Roberto Luigi Pagani, adiunkt wykładający język islandzki na uniwersytecie i doktorant w zakresie islandzkiego językoznawstwa, otrzymał obywatelstwo Islandii. Poinformował o tym na swoim profilu na Facebooku, publikując list potwierdzający decyzję.
Roberto mieszka na Islandii od 2014 roku i pracował m.in. jako wykładowca studiów nad średniowiecznymi rękopisami oraz języka staroislandzkiego na Uniwersytecie Islandzkim.
W marcu złożył wniosek o obywatelstwo wraz z wymaganymi dokumentami. Jedyną przeszkodą był obowiązkowy egzamin z języka islandzkiego.

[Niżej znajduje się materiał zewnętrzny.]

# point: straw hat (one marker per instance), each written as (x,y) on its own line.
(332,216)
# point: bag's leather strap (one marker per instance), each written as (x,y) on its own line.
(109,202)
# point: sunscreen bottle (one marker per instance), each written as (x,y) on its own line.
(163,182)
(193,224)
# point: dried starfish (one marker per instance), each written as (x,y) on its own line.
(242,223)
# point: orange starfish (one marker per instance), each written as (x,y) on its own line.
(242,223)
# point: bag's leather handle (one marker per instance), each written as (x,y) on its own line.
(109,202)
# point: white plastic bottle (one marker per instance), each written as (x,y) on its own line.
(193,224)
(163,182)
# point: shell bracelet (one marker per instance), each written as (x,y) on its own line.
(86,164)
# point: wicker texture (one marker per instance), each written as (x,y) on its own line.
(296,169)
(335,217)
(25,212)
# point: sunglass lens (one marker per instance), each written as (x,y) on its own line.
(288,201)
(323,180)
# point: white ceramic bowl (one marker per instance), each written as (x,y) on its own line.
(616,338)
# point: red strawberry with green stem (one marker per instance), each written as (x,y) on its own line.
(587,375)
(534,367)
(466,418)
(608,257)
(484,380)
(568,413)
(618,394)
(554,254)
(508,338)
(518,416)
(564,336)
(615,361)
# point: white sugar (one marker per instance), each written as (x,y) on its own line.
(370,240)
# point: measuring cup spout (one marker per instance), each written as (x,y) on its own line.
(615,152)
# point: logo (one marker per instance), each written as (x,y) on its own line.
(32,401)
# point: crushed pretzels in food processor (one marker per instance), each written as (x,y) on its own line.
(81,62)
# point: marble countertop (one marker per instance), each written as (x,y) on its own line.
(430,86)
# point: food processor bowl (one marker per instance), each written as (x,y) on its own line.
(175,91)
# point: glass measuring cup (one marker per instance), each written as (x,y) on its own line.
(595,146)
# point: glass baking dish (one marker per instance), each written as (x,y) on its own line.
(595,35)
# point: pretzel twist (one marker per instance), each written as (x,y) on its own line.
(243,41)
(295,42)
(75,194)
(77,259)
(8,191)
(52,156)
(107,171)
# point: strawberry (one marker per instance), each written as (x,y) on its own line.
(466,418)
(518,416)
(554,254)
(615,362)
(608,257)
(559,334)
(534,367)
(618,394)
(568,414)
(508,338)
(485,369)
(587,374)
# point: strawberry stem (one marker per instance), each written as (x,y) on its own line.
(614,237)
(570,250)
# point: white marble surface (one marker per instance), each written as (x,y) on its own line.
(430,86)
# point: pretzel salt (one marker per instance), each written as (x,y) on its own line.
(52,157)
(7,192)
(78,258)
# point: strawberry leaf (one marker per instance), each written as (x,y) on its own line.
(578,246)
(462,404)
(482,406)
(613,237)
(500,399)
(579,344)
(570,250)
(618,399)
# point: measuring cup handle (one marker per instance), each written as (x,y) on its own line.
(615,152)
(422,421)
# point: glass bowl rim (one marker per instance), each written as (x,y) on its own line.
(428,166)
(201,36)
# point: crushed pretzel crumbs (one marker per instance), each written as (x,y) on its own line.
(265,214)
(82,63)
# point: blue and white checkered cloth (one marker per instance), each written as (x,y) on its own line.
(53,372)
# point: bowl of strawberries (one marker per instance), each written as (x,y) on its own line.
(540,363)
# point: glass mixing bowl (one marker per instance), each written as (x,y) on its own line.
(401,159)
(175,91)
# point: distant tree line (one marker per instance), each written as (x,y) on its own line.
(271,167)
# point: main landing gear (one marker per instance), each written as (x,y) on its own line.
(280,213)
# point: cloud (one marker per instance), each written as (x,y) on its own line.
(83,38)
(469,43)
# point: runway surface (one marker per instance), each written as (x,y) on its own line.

Roberto wiedział, że można się ubiegać o zwolnienie z egzaminu, i dołączył do wniosku list od profesora z Wydziału Kultury Islandzkiej oraz swojego promotora. „Opisałem w nim wszystko, czego się nauczyłem, jakie kursy odbyłem i co do tej pory wykładałem” – wyjaśnił.

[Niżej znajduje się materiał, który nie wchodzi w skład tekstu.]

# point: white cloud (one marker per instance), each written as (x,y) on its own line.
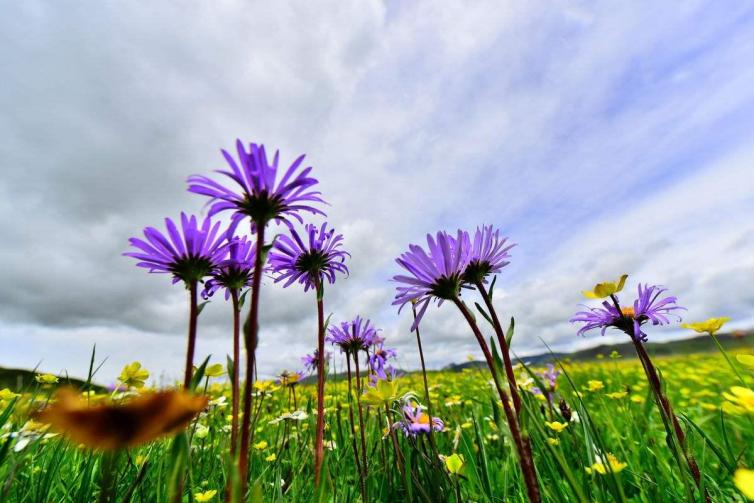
(604,139)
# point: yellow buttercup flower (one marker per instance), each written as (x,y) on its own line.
(455,464)
(556,426)
(205,496)
(617,395)
(600,467)
(133,375)
(747,360)
(744,481)
(46,379)
(595,385)
(602,290)
(710,326)
(7,394)
(215,370)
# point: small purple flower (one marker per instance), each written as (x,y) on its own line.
(415,421)
(379,358)
(308,263)
(353,336)
(488,253)
(236,271)
(189,254)
(629,319)
(311,361)
(434,275)
(260,197)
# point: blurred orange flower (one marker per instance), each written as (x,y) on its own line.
(128,424)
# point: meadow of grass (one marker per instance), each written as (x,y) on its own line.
(597,436)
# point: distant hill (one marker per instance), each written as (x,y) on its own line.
(698,344)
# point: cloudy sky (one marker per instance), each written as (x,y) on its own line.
(601,137)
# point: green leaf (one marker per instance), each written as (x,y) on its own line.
(199,374)
(509,332)
(200,307)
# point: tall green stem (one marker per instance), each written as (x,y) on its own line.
(251,329)
(193,315)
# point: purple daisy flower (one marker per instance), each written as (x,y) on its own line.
(647,307)
(488,253)
(353,336)
(415,421)
(311,361)
(189,254)
(260,197)
(236,271)
(434,275)
(379,358)
(308,263)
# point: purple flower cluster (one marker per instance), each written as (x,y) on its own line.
(353,336)
(417,422)
(189,254)
(309,262)
(450,264)
(260,198)
(648,307)
(235,272)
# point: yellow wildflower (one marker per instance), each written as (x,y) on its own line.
(614,465)
(133,375)
(46,379)
(747,360)
(595,385)
(602,290)
(215,370)
(205,496)
(709,326)
(455,464)
(556,426)
(7,394)
(744,481)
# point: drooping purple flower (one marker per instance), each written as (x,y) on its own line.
(378,359)
(353,336)
(260,197)
(311,361)
(308,262)
(648,307)
(189,254)
(488,253)
(434,275)
(416,422)
(236,271)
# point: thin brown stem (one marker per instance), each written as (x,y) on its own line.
(522,445)
(503,343)
(319,451)
(362,433)
(251,329)
(435,452)
(193,315)
(352,423)
(236,374)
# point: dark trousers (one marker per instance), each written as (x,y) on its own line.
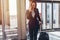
(33,32)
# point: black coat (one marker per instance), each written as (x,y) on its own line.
(33,21)
(43,36)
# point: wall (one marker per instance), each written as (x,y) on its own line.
(0,13)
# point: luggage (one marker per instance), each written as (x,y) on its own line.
(43,36)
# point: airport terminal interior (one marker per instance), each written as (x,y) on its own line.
(14,25)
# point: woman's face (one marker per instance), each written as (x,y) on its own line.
(33,5)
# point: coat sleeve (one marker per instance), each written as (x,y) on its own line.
(38,15)
(27,14)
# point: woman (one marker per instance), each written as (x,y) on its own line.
(34,18)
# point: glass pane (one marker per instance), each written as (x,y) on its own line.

To jednak nie wystarczyło, a kolejny termin egzaminu przewidziano dopiero w listopadzie, podczas gdy jego wniosek miał stracić ważność w ciągu dwóch tygodni. Zgodnie z przepisami o nadawaniu islandzkiego obywatelstwa, konieczne jest zaświadczenie z uznanej instytucji, potwierdzające znajomość języka na poziomie równoważnym egzaminowi.
Jak mówi Roberto, Urząd ds. Imigracji poprosił go o przedstawienie szczegółowego wykazu przebiegu studiów, który potwierdził informacje z listów od profesora i kierownictwa wydziału. Po dostarczeniu dokumentu jego wniosek został zatwierdzony. „Walka wreszcie wygrana!” – napisał na Facebooku.

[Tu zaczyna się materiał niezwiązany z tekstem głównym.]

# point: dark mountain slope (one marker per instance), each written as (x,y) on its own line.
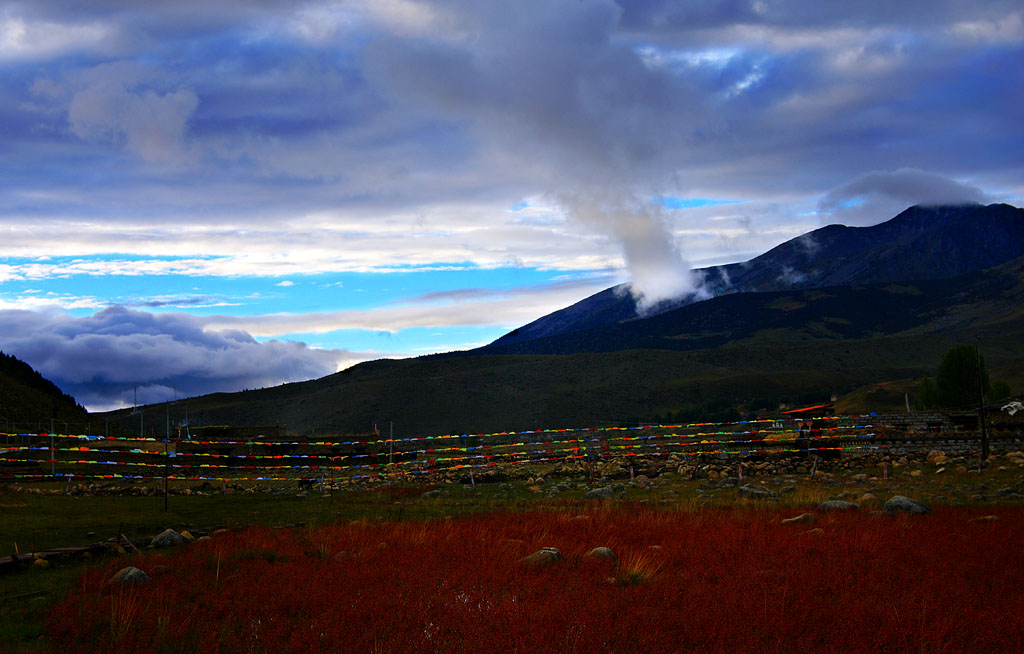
(28,400)
(922,243)
(790,346)
(839,312)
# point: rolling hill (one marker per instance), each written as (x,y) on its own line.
(920,244)
(29,401)
(698,361)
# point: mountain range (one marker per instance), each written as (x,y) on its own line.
(826,314)
(920,244)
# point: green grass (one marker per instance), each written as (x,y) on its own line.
(39,522)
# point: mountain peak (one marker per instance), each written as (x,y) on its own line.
(921,243)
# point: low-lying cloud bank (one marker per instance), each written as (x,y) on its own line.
(100,359)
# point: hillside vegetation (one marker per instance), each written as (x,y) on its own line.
(30,400)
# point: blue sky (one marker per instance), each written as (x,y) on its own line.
(220,195)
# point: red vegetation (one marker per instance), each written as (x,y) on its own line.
(704,581)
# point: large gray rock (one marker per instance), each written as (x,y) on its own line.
(838,505)
(899,504)
(131,576)
(604,492)
(168,538)
(545,557)
(602,553)
(757,492)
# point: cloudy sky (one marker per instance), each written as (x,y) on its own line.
(214,195)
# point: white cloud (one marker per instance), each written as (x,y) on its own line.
(147,123)
(27,39)
(483,308)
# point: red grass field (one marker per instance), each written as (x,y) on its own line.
(717,580)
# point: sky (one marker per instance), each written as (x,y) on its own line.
(202,197)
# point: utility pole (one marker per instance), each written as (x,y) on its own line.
(981,402)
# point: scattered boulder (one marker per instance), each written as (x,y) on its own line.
(757,492)
(604,492)
(602,553)
(985,519)
(544,557)
(168,538)
(838,505)
(131,576)
(899,504)
(803,519)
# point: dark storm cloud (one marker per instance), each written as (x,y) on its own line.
(660,15)
(99,359)
(872,195)
(253,114)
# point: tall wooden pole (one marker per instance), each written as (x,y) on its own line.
(981,402)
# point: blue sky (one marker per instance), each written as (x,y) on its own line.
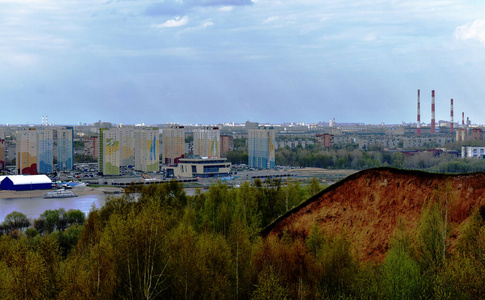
(214,61)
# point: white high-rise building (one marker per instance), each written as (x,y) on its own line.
(261,148)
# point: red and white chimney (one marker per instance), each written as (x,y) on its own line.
(451,115)
(433,120)
(418,131)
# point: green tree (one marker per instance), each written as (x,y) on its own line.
(313,187)
(15,220)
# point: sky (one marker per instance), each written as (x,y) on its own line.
(215,61)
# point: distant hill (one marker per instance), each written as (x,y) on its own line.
(367,206)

„Zostałem zwolniony z egzaminu językowego i niedawno otrzymałem oficjalny list potwierdzający nadanie mi obywatelstwa islandzkiego. W moim nowym kraju wolno mieć podwójne obywatelstwo, więc nie muszę rezygnować z włoskiego – czego i tak nigdy bym nie uczynił!”.
Podkreśla, że jako obywatel Unii Europejskiej, już wcześniej korzystał z praw przysługujących Islandczykom. „Dzięki umowom z UE jedynym dodatkowym prawem, jakie zyskałem teraz, jest możliwość głosowania w wyborach ogólnokrajowych – wcześniej mogłem uczestniczyć tylko w samorządowych. To może nie mieć dużego znaczenia praktycznego, ale dla mnie ma wymiar symboliczny. Cieszę się, że mogę być oficjalnie częścią tego społeczeństwa jako pełnoprawny obywatel”.